09/03/16

Le caramelle di Rodčenko


In occasione di una vecchia mostra di Rodčenko (mi è tornato in mente dopo averne visto l’altrieri un’altra di sole fotografie), una delle cose che mi avevano maggiormente colpito erano state le carte per caramelle da lui disegnate nel 1923. C’erano molte opere degne di nota, ma tra tutte ricordavo chiaramente solo qualche fotografia, un paio di manifesti, i tavoli e le sedie di una sala di lettura per un club operaio, e appunto quelle cartine colorate e incorniciate, così minuscole e all’apparenza defilate in mezzo a lavori più imponenti e certo più importanti per la storia dell’arte, sovietica e non.
Erano proprio belle, ma, adesso che ci penso meglio, non era solo per quello che mi sono rimaste impresse, né per la loro singolarità all’interno del contesto disparato per generi e materiali delle opere presentate. D’altra parte, perché stupirsi che Rodčenko abbia disegnato anche cartine per caramelle, quando è noto che l’applicazione a tutti gli aspetti della realtà (quasi tutti, censura e autocensura permettendo) era una delle caratteristiche dei costruttivisti, che rifiutavano programmaticamente l’arte “fine a se stessa”, “iuxta propria principia” (che ci siano riusciti, o anche solo che lo volessero tutti fino in fondo, è tutta un’altra questione), eccetera eccetera?
Non è questo che mi interessa. Ciò che mi ha colpito invece, adesso lo so (ma solo adesso), è la coerenza impeccabile del gesto, in un contesto e a partire da presupposti che invece, più correttamente, avrebbero dovuto renderlo impensabile. Non la sfida però, bensì, ripeto, la coerenza.
Siamo nel ‘23, in piena NEP, le condizioni dell’economia sono disastrose, la stragrande maggioranza della gente (del popolo) manca persino del necessario, i contrasti politici sono tutt’altro che sopiti, i problemi da affrontare da parte di tutti, artisti compresi, sono immensi per quantità e gravità, tanto che anche la vita quotidiana ne risente in modo drammatico, — e Rodčenko che fa? Disegna cartine per avvolgere caramelle.

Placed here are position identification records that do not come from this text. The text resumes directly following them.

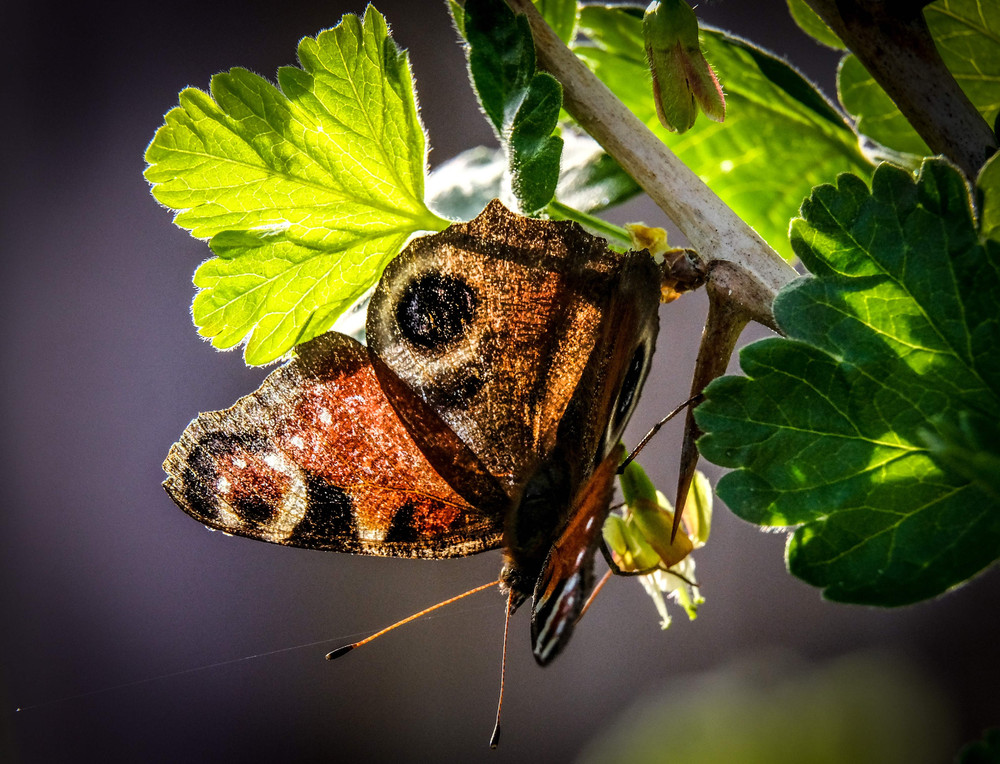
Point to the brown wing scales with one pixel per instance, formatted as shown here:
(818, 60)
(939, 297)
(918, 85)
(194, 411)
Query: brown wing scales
(318, 458)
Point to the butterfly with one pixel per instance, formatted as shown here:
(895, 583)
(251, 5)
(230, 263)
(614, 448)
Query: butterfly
(504, 357)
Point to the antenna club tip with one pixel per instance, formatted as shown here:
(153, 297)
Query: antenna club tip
(339, 651)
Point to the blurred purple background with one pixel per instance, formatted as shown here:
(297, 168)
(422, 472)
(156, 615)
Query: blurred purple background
(106, 584)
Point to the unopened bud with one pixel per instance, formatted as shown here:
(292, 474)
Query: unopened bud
(683, 81)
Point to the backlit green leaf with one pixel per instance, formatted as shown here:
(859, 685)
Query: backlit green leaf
(522, 103)
(890, 343)
(967, 34)
(780, 137)
(306, 190)
(810, 23)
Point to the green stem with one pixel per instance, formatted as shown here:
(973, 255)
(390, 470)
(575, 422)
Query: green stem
(560, 211)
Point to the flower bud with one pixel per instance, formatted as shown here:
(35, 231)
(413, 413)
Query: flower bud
(683, 81)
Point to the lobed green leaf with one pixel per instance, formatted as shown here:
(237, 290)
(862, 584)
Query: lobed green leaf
(522, 103)
(810, 23)
(306, 190)
(847, 427)
(781, 137)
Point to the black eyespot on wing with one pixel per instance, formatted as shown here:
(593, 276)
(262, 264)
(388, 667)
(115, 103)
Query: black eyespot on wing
(435, 309)
(629, 389)
(458, 388)
(330, 515)
(202, 471)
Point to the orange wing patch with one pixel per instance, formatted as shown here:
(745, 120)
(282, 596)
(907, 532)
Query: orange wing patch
(318, 458)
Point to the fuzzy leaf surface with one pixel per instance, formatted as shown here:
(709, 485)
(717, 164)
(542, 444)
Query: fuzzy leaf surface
(522, 103)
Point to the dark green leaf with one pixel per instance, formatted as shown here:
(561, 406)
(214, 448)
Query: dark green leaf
(988, 188)
(876, 113)
(895, 333)
(967, 34)
(561, 15)
(522, 103)
(780, 137)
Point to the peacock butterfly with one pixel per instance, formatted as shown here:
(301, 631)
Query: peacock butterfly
(504, 358)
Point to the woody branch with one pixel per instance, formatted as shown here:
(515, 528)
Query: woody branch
(710, 225)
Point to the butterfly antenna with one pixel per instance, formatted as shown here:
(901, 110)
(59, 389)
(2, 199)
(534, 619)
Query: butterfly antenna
(694, 400)
(347, 648)
(495, 737)
(593, 595)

Certo, è un aspetto secondario, minimo, delle sua molteplice e frenetica attività (oltretutto c’è ancora sufficiente entusiasmo e libertà, per gli artisti), ma lo fa. Non è nemmeno importante, credo, sapere quali siano state le circostanze che l’hanno indotto a farlo (un’ordinazione, probabilmente): importante è che lo abbia fatto, e bene.
Penso alle caramelle, un lusso per pochi, quasi un affronto se mangiate da un rivoluzionario coscienzioso (un po’ meno da parte di un artista, che nel lusso vive comunque: non sto a specificare in che senso, lo si comprende facilmente; un po’ di più del normale però se lo fa in certi periodi, quando persino gli artisti si sentono investiti da una missione sociale e pertanto in dovere di far propri i problemi dell’urgenza e della maggioranza di cui si pongono al servizio). Come saranno state quelle caramelle? che forma, che colori e che sapori avranno avuto? quanta sarà stata la produzione? quanto saranno costate? di che ingredienti saranno state composte? chi le avrà fatte? fabbrichette o pasticcieri memori dei tempi in cui, sia pure per pochi, un’abbondanza c’era stata e nostalgici di un’arte che volevano mantenere in vita? chi e quando le avrà assaporate? Quanto mi piacerebbe poterle assaggiare!
Penso, dickensianamente, a qualcuno che, un giorno, rinuncia al pane per acquistarne una manciata; immagino che non sia uno che se le può permettere, ma un cittadino qualsiasi (non penso a una donna, a una mamma o una nonna col rispettivo figlio o nipote, ma proprio a un uomo, uno che fa un lavoro qualsiasi e magari ha famiglia), che un pomeriggio le vede su un piatto in una vetrina o con sorpresa le scopre in un vaso, sul banco di un negozio dagli scaffali semivuoti: le guarda allibito, le desidera, fa dei calcoli, si vergogna del proprio desiderio, vince la vergogna, fa altri calcoli, o rifà gli stessi di prima, e poi con decisione sovrana li cancella, chiede di che gusti sono, ne sceglie alcuni, anzi no, si affida al caso, vanno bene tutti, le raccoglie dal banco con la mano, le mette in tasca, paga e se ne va.
Quell’uomo sono io. Esco dal negozio, cammino un po’, mi metto la mano in tasca, palpo il mucchietto come se volessi affidare la scelta al tatto, o solo accarezzarlo. Poi afferro tutte le caramelle e, prima di metterne in bocca una, le passo attentamente in rassegna. Ciò che vedo è l’involucro. È indispensabile che sia bellissimo. Non tollererei niente di meno.